Why Lobby?

LDA has been working to alert politicians to the difficulties and injustices that many Lyme disease sufferers still face, and to the damage this is doing to the otherwise good reputation of the UK’s health services.

MPs cannot force medical opinion to change, but they can apply pressure to make the case for Lyme heard.

In April 2012, responsibility for Lyme disease was transferred from the Lyme Borreliosis Unit in Southampton to a completlely different team at the Rare and Imported Pathogens Laboratory (RIPL) in Porton Down in Wiltshire. Key staff at the Department of Health also changed, and this signalled a new approach from the authorities. Our commitment to good science has been recognised, and we are now in regular contact with the Dept of Health and RIPL continuing to work out how we can can move forward.

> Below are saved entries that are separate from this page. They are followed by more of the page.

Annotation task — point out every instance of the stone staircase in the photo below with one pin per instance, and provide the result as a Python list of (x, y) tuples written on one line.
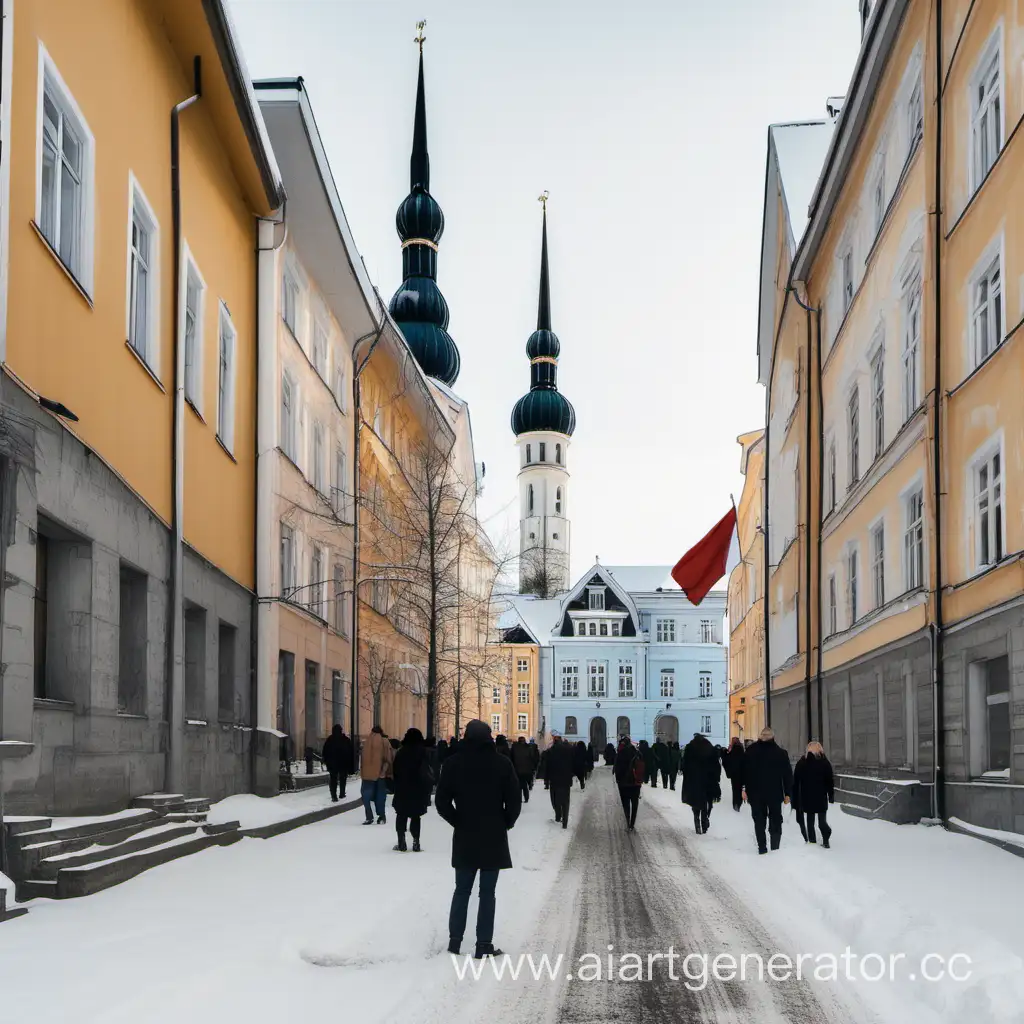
[(77, 859)]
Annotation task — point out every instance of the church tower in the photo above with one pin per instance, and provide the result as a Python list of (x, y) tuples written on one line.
[(418, 306), (543, 422)]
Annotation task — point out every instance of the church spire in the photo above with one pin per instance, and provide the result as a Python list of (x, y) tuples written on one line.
[(418, 306)]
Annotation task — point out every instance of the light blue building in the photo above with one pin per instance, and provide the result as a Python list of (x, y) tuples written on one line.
[(624, 652)]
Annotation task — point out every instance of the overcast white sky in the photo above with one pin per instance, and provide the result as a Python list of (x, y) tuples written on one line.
[(647, 122)]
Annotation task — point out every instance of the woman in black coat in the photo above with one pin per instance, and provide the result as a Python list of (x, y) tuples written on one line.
[(414, 782), (813, 791)]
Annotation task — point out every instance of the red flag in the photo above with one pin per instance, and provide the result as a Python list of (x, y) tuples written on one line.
[(706, 562)]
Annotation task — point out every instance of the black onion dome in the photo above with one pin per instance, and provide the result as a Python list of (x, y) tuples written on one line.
[(543, 343), (543, 409)]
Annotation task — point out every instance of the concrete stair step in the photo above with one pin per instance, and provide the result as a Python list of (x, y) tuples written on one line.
[(75, 882), (49, 867)]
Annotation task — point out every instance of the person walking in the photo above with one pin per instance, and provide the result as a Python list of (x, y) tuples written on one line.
[(339, 760), (767, 785), (522, 762), (675, 763), (375, 770), (581, 760), (629, 771), (813, 791), (701, 779), (732, 762), (660, 752), (558, 773), (414, 782), (478, 796)]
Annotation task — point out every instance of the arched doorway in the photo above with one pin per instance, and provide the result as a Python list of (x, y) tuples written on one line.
[(667, 728)]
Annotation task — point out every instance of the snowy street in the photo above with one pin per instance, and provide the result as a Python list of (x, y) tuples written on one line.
[(328, 919)]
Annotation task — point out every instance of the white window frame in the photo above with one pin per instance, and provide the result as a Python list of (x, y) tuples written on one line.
[(667, 683), (989, 545), (194, 355), (50, 82), (227, 343), (570, 679), (993, 131), (140, 210)]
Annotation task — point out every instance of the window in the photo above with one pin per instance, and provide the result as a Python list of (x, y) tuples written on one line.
[(143, 278), (913, 541), (316, 582), (288, 417), (853, 431), (830, 470), (911, 344), (570, 680), (195, 295), (988, 509), (287, 561), (65, 199), (668, 683), (986, 119), (986, 312), (290, 301), (597, 679), (320, 347), (878, 402), (626, 687), (851, 586), (225, 381), (847, 261), (879, 564)]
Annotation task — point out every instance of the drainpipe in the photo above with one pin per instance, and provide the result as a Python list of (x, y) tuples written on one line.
[(173, 777), (807, 530), (938, 738)]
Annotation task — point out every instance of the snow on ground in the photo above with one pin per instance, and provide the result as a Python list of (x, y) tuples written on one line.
[(321, 921), (885, 889)]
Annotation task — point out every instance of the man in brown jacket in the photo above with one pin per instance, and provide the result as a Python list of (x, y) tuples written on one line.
[(375, 769)]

The team at RIPL have a great deal of expertise in infectious disease, but there are significant differences between Lyme disease and most other infections. Given how little anyone really knows, it is inevitably taking time to reach an informed consensus, and will take even longer to change entrenched ideas throughout the medical profession.

The problem

  • Lyme disease is increasing in the UK
  • It can be chronic and severe
  • It is prone to misdiagnosis and lack of adequate treatment
  • It is present across the UK and people don’t know about it

The solution

Action on Awareness

We hear a constant stream of unsolicited complaints from the public that their doctors either admit to knowing very little about Lyme disease or rule out the diagnosis on spurious grounds. For example:

  • There is no Lyme disease in our area.
  • Babies under 1 year don’t get bitten.
  • “As you didn’t see a rash, it must be something else.”
  • My GP wouldn’t test me, he said ”it is just a fashionable disease.”
  • “Chronic Lyme doesn’t exist – if someone is just IgG positive, we don’t treat it.”

More effort must be made by health authorities to make doctors and the public aware of the basic facts of Lyme disease.

Public Health England have responded by issuing an awareness leaflet for GPs in 2013, a suggested referral pathway in 2014, and more public awareness in 2015 and 2016. The big nut, though, is still to crack – the consultants. This needs action by the doctors’ professional bodies.

Action on Guidelines

Public Health England has in the past recommended guidelines published by the Infectious Diseases Society of America. These guidelines have been widely criticised for failing to consider all the available evidence and are currently under review. We urgently need UK guidelines that take account of the full range of scientific evidence and medical opinion.

PHE responded by agreeing in October 2013 to set up a committee to draw up UK guidance as we announced in our November 2013 newsletter. However, at NHS England’s request, the process to develop a NICE clinical guideline for Lyme disease got underway in February 2016.

Action on Research

LDA has completed documentation of a large number of confirmed uncertainties in the diagnosis and treatment of Lyme disease. Funding is badly needed to form these into research proposals. Although there is some UK research on ticks, there are huge gaps in our knowledge of UK Lyme disease.

Our Lobby Work So Far

LDA Trustees have throughout the years been talking to our MPs, and we have been urging anyone who has been affected by Lyme disease to do the same. As a result we now have good support from a number of influential MPs. This has led to:

February 2007: An EDM put forward by Julia Goldsworthy MP got 80 signatures.

November 2007: Julia Goldsworthy MP hosted a meeting at Portcullis House. LDA trustees, a doctor experienced in treating Lyme, and several MPs attended.

February 2008: A second EDM by Julia Goldsworthy attracted 88 signatures.

November 2008: Hugo Swire MP organised a meeting at the House of Commons with interested parties from the Health Protection Agency, doctors and LDA trustees. Notes of this meeting are available.

2008 and 2009: Two online petitions were placed on the government’s ‘number ten’ website. Each gained around 2000 signatures.

2010: LDA had a meeting with the Parliamentary Under Secretary of State for Public Health.

2010 and 2011:  Many patients wrote to their MPs, drawing attention to their cases. Several parliamentary questions were asked by a number of MPs, and these continue.

2012: LDA persuaded the Department of Health to participate as an observer at the James Lind Alliance final priority setting meeting.

2013: A meeting took place at the Department of Health with Departmental officials and a relationship was at last established.

2014: There has been continued constructive dialogue with the Department of Health.

2015: We issued a briefing for the House of Lords short debate taking place on October 22nd

2016: We provided a briefing for several MPs at a meeting on November 16th.